На следующий день на Зеленодольск обрушилась обещанная метель. Ветер свистел в проводах, снег моментально замел дорожку от крыльца к калитке, и папа несколько раз выходил чистить снег. Галя позвонила Фаине, рассказать ей новости о дяде Сергее, и та была огорчена не меньше, хотя сначала при упоминании фамилии Антона скривилась, как будто съела лимон. Галя постаралась этого не заметить.

— Да ты что, мама сказала, я сама в шоке. Так жалко. — Она помялась. — Мама и папа спрашивали про тебя. Папа сказал, ты не звонила им с конца декабря.

— Ага. — Фаина отвела взгляд. — Позвоню.

Галя решила было не настаивать, но потом все-таки не выдержала:

— Ты позвони. Мама же волнуется.

— Да. Позвоню, Галь. Позвоню завтра вот, поздравлю с праздником. — Фаине явно не хотелось говорить о родителях, и Галя перевела разговор на более безопасные темы.

Она бы никогда не подумала, что будет стесняться говорить с сестрой о семье.

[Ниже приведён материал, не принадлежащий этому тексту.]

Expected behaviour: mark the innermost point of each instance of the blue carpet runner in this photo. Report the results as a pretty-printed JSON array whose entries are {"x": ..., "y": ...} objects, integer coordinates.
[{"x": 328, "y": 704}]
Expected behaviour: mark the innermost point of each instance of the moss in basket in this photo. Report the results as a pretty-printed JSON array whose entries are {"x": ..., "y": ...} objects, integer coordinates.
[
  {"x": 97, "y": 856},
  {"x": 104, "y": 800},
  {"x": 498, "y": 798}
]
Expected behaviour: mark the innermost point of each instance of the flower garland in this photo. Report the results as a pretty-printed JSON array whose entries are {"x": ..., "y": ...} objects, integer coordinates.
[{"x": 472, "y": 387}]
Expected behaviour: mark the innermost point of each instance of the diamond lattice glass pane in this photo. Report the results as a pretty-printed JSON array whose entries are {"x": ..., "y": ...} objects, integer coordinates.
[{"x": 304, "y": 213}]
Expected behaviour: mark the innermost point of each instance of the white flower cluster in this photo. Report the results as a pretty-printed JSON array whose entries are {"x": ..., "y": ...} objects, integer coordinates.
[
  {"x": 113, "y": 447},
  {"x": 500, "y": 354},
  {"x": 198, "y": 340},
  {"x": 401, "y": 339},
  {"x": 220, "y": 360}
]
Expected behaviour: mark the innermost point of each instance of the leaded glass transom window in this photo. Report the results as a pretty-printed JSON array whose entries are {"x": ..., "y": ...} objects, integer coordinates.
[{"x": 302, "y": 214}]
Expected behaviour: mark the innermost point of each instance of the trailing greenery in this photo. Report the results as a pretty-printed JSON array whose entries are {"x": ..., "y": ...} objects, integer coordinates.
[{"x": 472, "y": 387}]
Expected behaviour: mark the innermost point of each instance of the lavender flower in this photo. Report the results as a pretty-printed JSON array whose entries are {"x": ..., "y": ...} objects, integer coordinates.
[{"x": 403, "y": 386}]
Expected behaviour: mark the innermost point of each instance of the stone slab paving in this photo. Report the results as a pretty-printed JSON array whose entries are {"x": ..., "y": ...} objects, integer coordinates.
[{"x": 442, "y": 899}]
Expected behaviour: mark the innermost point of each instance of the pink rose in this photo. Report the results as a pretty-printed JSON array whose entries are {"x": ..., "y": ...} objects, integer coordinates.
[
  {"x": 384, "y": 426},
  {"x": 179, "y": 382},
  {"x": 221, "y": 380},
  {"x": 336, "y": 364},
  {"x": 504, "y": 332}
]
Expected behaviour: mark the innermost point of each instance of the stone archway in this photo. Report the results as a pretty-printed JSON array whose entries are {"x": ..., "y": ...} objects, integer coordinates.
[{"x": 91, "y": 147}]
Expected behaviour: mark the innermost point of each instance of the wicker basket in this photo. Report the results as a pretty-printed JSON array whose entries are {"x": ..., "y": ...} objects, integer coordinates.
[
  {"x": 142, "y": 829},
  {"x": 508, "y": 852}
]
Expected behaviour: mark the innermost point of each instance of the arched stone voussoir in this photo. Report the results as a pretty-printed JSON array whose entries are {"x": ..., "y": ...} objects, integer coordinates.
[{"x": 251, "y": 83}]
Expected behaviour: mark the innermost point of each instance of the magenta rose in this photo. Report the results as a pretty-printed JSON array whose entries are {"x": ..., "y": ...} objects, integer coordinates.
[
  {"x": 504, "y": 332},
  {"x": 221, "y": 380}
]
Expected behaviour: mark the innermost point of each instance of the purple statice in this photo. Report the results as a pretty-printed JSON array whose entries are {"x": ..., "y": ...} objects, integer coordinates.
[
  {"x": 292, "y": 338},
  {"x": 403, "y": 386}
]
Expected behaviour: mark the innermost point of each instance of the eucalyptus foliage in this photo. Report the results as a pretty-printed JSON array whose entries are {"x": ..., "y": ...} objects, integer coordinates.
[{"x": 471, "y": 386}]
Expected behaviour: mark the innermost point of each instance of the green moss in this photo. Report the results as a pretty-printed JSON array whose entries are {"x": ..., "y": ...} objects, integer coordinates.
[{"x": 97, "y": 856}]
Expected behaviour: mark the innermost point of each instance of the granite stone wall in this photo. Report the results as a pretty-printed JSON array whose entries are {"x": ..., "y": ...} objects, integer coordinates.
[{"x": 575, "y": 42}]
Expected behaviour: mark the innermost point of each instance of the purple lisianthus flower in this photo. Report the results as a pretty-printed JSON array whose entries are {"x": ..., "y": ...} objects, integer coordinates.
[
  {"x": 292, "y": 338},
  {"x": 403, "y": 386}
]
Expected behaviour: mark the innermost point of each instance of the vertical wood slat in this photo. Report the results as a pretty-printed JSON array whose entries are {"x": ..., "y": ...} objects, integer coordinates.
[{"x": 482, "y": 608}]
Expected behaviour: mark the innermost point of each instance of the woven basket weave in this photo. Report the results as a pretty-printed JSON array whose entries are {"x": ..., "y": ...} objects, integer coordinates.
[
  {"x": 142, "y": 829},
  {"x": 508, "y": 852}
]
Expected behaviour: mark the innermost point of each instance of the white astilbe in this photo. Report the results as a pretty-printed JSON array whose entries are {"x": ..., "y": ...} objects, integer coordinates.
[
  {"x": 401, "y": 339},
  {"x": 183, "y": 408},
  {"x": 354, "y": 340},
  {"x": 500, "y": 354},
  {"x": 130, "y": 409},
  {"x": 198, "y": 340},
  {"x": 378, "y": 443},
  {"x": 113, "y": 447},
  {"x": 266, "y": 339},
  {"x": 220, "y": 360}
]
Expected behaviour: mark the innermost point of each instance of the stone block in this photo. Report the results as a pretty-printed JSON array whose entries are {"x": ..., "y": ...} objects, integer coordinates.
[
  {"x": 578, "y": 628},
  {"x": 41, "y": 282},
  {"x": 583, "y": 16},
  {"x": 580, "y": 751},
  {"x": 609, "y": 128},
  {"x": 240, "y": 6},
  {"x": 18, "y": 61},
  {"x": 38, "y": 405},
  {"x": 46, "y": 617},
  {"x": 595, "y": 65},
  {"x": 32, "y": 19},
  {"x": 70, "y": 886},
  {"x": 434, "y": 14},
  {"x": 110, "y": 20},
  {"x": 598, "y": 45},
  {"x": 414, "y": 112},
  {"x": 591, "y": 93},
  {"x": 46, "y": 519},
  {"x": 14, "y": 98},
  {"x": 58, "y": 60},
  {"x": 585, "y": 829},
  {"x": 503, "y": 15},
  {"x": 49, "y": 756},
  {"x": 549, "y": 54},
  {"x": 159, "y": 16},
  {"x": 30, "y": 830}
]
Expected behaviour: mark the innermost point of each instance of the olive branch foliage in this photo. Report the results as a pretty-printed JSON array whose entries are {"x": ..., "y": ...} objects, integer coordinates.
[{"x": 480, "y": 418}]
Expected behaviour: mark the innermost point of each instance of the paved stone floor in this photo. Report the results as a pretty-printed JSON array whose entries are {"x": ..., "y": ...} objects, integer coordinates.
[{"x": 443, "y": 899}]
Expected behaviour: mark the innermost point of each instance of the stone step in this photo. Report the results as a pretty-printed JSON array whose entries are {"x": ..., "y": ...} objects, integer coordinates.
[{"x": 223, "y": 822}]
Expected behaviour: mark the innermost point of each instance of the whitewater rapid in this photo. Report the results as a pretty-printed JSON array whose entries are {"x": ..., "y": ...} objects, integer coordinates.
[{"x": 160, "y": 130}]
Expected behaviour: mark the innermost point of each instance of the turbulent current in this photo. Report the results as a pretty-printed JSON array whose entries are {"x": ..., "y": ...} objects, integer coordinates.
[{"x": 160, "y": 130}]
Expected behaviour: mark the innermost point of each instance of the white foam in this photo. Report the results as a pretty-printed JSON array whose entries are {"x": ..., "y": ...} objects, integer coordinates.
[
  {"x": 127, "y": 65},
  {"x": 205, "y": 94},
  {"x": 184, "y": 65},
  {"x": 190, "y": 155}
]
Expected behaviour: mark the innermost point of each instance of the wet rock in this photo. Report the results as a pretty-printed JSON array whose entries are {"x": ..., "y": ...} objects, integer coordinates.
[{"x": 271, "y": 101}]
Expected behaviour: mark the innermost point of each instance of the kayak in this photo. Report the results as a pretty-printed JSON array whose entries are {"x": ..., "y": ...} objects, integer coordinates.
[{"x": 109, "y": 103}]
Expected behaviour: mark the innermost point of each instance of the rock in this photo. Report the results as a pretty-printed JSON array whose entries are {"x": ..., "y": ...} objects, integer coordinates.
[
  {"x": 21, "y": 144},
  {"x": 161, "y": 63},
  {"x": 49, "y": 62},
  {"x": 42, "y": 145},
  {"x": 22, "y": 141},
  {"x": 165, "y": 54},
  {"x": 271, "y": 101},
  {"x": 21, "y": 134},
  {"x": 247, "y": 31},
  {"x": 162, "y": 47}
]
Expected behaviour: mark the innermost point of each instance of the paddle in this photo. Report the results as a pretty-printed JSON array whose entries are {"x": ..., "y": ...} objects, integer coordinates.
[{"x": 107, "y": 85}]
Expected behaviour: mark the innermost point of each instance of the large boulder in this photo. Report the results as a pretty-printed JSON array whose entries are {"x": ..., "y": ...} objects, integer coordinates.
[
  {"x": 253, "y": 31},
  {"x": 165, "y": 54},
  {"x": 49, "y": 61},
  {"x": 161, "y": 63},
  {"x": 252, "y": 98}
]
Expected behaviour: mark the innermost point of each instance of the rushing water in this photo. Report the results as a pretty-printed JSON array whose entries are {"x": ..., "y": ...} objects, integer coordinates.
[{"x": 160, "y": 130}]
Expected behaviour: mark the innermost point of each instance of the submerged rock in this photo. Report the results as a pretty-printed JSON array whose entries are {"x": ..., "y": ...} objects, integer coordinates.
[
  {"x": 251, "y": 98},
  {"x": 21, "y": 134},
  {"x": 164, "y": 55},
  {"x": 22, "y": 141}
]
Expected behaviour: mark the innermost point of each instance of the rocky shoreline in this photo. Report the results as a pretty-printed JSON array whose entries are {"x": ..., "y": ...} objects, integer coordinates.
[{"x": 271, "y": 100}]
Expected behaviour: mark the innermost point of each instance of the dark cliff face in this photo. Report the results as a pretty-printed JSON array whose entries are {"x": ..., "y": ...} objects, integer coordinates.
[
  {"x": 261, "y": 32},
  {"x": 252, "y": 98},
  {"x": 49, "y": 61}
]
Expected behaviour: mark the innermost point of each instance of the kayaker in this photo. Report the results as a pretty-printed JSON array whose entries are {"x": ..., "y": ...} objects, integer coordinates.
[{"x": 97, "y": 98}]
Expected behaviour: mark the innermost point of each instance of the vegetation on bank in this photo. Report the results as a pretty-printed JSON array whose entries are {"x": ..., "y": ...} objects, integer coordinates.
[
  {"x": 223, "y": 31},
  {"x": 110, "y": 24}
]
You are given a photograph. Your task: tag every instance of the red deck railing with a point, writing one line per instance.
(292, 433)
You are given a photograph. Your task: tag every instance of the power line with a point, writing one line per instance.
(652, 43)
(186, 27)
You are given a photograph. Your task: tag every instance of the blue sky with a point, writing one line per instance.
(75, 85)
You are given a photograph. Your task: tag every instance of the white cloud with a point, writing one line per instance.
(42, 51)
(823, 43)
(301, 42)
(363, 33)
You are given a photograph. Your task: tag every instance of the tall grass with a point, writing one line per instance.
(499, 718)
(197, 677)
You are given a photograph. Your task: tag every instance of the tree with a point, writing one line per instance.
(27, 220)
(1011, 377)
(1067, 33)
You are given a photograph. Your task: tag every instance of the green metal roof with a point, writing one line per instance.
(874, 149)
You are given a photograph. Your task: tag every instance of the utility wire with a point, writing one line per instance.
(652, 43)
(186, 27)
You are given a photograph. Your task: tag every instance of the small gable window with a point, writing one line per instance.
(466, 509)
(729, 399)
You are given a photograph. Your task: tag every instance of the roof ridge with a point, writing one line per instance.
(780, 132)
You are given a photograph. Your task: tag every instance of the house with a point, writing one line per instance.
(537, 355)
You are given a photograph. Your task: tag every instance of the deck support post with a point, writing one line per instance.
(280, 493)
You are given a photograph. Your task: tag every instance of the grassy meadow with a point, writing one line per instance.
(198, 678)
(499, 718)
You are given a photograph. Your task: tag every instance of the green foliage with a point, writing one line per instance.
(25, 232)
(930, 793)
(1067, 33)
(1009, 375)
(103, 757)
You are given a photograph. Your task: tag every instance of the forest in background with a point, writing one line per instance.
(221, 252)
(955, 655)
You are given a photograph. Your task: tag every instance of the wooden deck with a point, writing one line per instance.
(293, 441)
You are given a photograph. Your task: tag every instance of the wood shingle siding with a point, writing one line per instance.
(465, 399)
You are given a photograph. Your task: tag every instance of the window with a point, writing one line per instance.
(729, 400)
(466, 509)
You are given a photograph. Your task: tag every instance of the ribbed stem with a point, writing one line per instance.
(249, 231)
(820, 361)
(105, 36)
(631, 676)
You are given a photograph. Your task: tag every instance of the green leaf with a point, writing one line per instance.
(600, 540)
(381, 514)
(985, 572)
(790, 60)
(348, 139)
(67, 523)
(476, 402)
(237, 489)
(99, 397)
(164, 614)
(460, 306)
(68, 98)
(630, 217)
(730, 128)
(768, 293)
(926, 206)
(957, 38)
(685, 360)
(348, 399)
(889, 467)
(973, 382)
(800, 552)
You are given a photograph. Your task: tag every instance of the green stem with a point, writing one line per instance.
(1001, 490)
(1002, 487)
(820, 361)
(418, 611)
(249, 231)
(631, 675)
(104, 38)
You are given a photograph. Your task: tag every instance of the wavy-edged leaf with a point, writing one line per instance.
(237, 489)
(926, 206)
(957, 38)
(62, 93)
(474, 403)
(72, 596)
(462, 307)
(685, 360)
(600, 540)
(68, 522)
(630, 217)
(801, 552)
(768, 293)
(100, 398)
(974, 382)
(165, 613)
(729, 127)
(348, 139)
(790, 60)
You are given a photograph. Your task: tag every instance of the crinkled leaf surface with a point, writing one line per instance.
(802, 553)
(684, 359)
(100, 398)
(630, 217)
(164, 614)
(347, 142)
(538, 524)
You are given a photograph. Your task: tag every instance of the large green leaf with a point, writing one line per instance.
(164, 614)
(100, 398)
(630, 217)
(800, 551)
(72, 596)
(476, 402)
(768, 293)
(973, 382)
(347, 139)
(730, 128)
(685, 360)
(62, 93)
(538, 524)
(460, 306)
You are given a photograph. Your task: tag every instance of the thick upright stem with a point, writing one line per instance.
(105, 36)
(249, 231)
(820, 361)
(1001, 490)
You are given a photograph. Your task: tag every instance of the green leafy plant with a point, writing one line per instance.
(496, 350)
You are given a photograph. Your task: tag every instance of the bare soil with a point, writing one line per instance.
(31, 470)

Что будет чувствовать себя неловко, просто обсуждая с Фаиной домашние дела: мама все экспериментирует с хлебопечкой, которую купила недавно, папа устает на работе, а недавно у него опять обострился радикулит, и маме в отсутствие Гали пришлось делать уколы. Папа смеялся и говорил, что слышал, как в его «мягком месте» хрустит, когда мама втыкает иглу. Мама делала вид, что обижается и говорила, что больше никогда не будет его лечить.

Но Галя знала, что мама лукавит. Она всегда боялась уколов, но когда Галя поступила в медицинский колледж, буквально упросила ее научить. У папы тогда начало скакать давление из-за нагрузки на работе: резко сократили рабочих в «кэрээске» (прим. — речь идет об организациях, занимающихся капитальным ремонтом нефтяных скважин, сокращенно КРС), и папе пришлось трудиться и за себя, и за мастера, и за того парня, то бишь за операторов. К счастью, в том году по какому-то тендеру их маленькую организацию продали большой, и папа стал заниматься только своей работой.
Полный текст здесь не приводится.